Frequently Asked Questions (FAQs) for Service Providers

Provider Eligibility

  • Who is eligible to provide telehealth services under the Better Access initiative?

    The Better Access telehealth services can be delivered by eligible allied mental health professionals, specifically, clinical psychologists, registered psychologists, and eligible occupational therapists and social workers. Click here for more information about eligibility for providers

  • Can the general practitioner (GP) do the GP Mental Health Plan by telehealth?

    No. Refer to the Australian Government Department of Health - Better Access Telehealth Frequently Asked Questions.

  • Can psychiatrists and paediatricians also refer patients for telehealth?

    Yes. The referral arrangements for psychological services under the Better Access Initiative apply to telehealth services. Information about referral requirements are contained in the Medicare Benefits Schedule.

Eligible Recipients

  • Who can receive a Better Access psychological service via telehealth?

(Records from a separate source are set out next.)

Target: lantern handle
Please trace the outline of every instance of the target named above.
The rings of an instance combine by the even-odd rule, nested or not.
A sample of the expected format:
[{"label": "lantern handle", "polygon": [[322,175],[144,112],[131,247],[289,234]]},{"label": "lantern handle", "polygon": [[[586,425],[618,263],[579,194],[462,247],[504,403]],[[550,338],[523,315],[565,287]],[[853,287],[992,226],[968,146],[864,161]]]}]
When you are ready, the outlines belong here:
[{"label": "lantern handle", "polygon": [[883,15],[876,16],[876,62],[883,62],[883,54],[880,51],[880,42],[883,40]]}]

    Clients must meet the usual requirements for a Better Access service and  be in a rural, remote or very remote region at the time of the service. The client must also be located more than 15 kilometres by road from the providing practitioner. Click here for information about eligibility for Better Access to mental health, and click here for specific information about telehealth eligibility)

  • What determines if a region is rural, remote, or very remote?

    The Australian Department of Health uses the Modified Monash Model (MMM) to classify geographical regions. The MMM replaces the Accessibility/Remoteness Index of Australia (ARIA). Click here to read more about MMM. Rural, remote and very remote regions are classified as regions MMM4-7.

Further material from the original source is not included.